European electric cars pick up speed
A report by the NGO Transport and Environment promises a six-fold increase in Europe’s electric-car production by 2025. But Chinese producers continue to dominate the sector.
European electric cars pick up speed
A report by the NGO Transport and Environment promises a six-fold increase in Europe’s electric-car production by 2025. But Chinese producers continue to dominate the sector.
Will Europe be driving electric cars soon? A report by the NGO Transport and Environment promises an explosion of electric-car production across the continent in the coming years. But Europe has fallen behind in the industry, particularly in regard to China.
According to the study, production is set to increase six-fold to reach 4 million electric or plug-in hybrid vehicles by 2025. From today’s combined total of 4% of production, electric vehicles should make up 13% and plug-in hybrids 9% of production in 2025 – nearly a quarter of the total.
An opportunity for European industry
The report details the investments made by European carmakers, spurred by changing regulations. According to Reuters they already plan to commit €145bln to electrification over the next few years. This would help increase the number of electric models from today’s 80 to 333 in 2025. That is an opportunity for industry. For instance, 250 000 jobs could be created, directly and indirectly, in the battery supply-chain alone. The constructors are not all committed to the same extent. Using current projects as a guide, the electric-vehicle industry is set to be dominated by Volkswagen, PSA, the Renault-Nissan alliance, and the Daimler group (Mercedes).
But will these European-built vehicles end up on European roads? The report says yes. Electric cars need specific infrastructure, like a recharging network, that not all countries possess – especially less-developed countries. But European factories will not supply China, the world’s biggest market. Foreign carmakers are obliged to go into business with local companies if they want to make and sell cars in China.
The investments should therefore bear fruit, but in the meantime sales of electric cars in Europe are not yet taking off, with China maintaining its lead. More than half of all electric cars in the world are in China, as the country’s stock nearly doubled between 2017 and 2018.
China on the offensive
This dominance has not come about by accident. Asia’s giant has conducted a determined and proactive policy which has included subsidies for buyers, a registration quota for electric vehicles, and electrification of public and para-public fleets.
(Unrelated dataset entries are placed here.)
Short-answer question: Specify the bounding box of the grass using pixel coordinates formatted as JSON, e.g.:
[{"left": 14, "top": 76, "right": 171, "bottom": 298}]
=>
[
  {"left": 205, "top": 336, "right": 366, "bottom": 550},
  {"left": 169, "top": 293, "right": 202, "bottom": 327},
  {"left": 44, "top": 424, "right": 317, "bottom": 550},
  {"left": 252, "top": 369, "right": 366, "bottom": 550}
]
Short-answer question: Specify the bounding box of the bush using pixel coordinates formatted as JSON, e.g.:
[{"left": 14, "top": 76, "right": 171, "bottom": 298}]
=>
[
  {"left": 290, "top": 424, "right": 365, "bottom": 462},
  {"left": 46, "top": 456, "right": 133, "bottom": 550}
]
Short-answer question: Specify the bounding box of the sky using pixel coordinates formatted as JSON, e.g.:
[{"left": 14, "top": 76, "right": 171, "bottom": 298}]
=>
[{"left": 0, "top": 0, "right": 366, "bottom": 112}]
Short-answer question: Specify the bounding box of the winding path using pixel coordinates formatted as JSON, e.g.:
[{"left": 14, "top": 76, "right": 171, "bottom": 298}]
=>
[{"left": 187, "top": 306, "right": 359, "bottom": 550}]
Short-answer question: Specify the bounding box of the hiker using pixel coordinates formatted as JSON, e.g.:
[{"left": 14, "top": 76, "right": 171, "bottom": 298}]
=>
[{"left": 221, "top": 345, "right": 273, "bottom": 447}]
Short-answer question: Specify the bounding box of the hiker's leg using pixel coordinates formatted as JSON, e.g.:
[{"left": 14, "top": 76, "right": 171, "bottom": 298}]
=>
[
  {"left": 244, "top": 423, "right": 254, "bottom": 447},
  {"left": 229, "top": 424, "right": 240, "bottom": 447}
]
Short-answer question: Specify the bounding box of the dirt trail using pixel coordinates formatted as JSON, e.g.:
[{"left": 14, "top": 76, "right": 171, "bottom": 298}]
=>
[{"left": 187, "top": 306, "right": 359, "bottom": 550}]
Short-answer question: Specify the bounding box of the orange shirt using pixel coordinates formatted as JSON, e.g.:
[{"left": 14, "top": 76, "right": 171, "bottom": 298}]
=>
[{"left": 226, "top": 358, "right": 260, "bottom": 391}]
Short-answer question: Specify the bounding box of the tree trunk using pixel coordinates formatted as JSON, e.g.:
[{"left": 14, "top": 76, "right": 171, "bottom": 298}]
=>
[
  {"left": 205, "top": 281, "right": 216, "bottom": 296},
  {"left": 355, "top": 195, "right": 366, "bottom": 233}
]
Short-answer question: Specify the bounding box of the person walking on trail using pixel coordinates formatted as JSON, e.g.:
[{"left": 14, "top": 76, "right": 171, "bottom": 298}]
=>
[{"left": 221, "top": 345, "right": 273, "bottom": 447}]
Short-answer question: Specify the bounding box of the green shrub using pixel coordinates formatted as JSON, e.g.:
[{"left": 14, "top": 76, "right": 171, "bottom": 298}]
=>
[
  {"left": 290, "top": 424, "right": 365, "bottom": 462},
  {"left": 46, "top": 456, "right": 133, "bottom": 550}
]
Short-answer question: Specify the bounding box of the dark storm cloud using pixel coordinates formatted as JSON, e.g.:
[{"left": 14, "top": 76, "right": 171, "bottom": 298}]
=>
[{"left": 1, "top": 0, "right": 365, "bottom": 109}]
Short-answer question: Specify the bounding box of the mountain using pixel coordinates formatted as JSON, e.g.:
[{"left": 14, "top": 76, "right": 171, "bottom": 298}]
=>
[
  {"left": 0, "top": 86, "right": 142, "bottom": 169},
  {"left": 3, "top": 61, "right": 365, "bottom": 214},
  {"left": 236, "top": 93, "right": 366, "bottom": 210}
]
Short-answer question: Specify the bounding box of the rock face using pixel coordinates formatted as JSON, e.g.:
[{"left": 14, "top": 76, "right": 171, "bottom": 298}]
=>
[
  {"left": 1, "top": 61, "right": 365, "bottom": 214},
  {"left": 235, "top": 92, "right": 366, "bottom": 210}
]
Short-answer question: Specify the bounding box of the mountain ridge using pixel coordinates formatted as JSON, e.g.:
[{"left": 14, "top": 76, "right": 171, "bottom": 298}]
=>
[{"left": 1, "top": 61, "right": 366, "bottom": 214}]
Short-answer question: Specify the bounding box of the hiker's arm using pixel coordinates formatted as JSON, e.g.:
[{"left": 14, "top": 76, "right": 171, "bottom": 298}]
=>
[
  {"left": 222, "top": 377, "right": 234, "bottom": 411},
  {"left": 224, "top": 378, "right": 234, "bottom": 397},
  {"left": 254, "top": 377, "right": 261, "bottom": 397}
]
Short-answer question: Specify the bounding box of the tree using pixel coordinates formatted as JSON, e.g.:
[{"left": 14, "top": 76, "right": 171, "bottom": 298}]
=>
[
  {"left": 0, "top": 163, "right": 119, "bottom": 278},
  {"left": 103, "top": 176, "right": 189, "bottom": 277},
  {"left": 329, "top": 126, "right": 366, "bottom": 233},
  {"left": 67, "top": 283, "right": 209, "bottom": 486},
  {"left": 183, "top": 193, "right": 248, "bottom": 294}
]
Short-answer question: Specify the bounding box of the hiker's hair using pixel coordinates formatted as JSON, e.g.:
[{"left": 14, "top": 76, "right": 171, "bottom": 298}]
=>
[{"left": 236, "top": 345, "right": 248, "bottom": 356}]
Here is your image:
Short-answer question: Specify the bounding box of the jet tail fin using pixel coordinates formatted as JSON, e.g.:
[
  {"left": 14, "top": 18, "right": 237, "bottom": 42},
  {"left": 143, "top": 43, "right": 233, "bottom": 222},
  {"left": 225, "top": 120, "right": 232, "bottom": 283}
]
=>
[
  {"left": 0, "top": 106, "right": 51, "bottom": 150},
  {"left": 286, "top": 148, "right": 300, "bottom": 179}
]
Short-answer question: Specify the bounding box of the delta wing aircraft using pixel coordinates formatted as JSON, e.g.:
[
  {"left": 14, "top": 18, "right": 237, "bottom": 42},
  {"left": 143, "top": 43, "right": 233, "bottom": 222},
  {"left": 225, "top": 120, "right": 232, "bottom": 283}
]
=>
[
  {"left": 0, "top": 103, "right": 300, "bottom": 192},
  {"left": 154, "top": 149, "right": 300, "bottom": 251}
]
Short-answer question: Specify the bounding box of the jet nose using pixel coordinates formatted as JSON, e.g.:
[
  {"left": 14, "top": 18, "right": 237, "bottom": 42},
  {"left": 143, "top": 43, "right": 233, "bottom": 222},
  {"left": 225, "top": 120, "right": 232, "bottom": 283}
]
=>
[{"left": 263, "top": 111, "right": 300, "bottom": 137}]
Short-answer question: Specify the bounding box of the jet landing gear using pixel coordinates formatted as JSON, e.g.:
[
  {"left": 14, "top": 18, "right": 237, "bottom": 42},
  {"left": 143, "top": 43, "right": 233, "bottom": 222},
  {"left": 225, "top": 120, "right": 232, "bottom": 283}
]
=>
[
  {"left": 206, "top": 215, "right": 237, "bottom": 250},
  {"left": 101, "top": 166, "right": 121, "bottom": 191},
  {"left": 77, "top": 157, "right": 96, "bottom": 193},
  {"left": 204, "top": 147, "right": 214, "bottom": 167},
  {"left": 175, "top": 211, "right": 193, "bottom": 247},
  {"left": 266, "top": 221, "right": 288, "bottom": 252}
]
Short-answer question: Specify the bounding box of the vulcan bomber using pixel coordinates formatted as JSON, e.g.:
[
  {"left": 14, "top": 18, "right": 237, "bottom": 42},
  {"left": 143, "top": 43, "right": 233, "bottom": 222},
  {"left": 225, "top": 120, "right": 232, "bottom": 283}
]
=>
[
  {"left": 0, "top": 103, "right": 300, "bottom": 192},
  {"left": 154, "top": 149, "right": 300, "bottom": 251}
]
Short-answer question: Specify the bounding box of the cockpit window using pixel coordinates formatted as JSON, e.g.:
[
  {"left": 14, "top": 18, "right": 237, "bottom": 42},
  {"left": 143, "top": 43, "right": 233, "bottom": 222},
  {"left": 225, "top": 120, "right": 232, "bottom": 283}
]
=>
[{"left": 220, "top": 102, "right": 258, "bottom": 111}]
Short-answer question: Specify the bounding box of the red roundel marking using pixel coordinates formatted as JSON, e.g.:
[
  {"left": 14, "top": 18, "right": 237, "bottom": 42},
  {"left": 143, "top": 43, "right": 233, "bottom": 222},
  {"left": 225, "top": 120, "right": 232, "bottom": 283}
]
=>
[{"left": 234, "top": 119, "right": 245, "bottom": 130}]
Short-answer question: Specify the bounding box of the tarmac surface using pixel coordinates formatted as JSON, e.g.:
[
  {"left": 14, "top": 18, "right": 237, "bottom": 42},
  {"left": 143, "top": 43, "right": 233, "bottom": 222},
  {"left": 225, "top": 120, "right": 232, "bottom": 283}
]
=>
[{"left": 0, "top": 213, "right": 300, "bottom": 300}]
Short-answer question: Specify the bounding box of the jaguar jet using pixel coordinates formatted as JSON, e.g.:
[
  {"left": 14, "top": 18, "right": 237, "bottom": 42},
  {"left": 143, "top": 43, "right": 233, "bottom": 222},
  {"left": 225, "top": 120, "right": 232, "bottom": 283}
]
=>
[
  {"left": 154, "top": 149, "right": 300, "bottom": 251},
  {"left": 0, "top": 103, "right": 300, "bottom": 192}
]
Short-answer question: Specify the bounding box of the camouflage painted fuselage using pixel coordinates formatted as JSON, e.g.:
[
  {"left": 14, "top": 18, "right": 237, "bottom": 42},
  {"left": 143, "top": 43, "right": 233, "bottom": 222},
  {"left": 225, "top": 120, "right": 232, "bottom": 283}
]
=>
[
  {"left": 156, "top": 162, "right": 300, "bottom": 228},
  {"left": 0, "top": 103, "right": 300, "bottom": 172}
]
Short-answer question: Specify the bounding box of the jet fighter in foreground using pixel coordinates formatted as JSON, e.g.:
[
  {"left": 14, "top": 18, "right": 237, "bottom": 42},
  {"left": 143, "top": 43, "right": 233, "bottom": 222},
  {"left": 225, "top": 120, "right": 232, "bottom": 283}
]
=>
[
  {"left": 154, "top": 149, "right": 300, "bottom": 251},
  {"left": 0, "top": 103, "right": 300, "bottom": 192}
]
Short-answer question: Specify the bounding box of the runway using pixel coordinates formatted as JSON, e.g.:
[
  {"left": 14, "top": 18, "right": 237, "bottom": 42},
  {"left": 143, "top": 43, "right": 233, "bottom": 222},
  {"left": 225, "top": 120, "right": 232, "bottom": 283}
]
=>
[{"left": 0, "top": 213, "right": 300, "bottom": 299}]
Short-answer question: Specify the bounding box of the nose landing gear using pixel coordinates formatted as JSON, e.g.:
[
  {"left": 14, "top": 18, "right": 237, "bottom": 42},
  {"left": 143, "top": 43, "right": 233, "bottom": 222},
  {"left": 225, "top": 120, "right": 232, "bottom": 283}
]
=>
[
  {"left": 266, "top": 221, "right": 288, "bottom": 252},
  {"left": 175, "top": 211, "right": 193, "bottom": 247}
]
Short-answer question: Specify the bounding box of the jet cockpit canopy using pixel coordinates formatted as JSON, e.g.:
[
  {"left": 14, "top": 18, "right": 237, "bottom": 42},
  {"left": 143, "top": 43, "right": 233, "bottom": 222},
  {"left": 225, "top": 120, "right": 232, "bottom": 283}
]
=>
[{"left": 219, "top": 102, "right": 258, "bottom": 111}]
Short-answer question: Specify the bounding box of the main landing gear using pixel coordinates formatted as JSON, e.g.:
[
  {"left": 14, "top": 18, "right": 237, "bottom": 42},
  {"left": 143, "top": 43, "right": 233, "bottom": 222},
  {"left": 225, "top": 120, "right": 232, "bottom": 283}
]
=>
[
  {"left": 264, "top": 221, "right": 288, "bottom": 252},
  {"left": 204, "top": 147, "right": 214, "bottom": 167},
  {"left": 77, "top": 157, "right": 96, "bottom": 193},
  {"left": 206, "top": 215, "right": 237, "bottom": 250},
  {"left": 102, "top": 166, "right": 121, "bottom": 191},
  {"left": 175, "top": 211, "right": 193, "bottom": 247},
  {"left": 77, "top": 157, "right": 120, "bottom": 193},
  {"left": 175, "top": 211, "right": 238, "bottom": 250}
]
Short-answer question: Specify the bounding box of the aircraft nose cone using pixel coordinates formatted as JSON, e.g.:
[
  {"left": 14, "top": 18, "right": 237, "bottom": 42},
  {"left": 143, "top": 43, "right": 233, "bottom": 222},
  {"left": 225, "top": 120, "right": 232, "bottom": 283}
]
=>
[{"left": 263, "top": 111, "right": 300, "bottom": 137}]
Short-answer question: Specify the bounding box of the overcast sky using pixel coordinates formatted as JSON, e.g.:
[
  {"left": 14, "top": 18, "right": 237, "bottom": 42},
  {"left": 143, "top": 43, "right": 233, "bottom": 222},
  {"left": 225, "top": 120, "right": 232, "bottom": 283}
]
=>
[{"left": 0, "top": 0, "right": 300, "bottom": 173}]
This strategy has helped create a whole industrial sector for electric vehicles. Batteries are at the heart of it: enjoying access to the rare metals needed for battery manufacture, China controls more than 60% of the world market.
Taken together, this industrial policy has boosted significantly the share of electric vehicles among new car sales in China. Europe is a long way behind: they make up only 2% of new vehicle sales in Germany, France and the UK. Norway is the lone exception, with 46%. To get things moving faster, the NGO Transport and Environment advocates stepping up efforts to deploy battery-charging infrastructure.
Changing EU regulations, in particular the stricter carbon-emissions limit coming in 2020, should help sales of low-emission vehicles. In this way public policy is indirectly promoting electric cars, which do not contribute to global warming and air pollution, unlike combustion engines running on petrol and diesel.
None of this necessarily makes the sector clean . Given their construction process (involving local pollution) and the need to generate electricity (possibly non-renewable), electric cars are an imperfect alternative which will not address more fundamental problems of the private car as a mode of transport.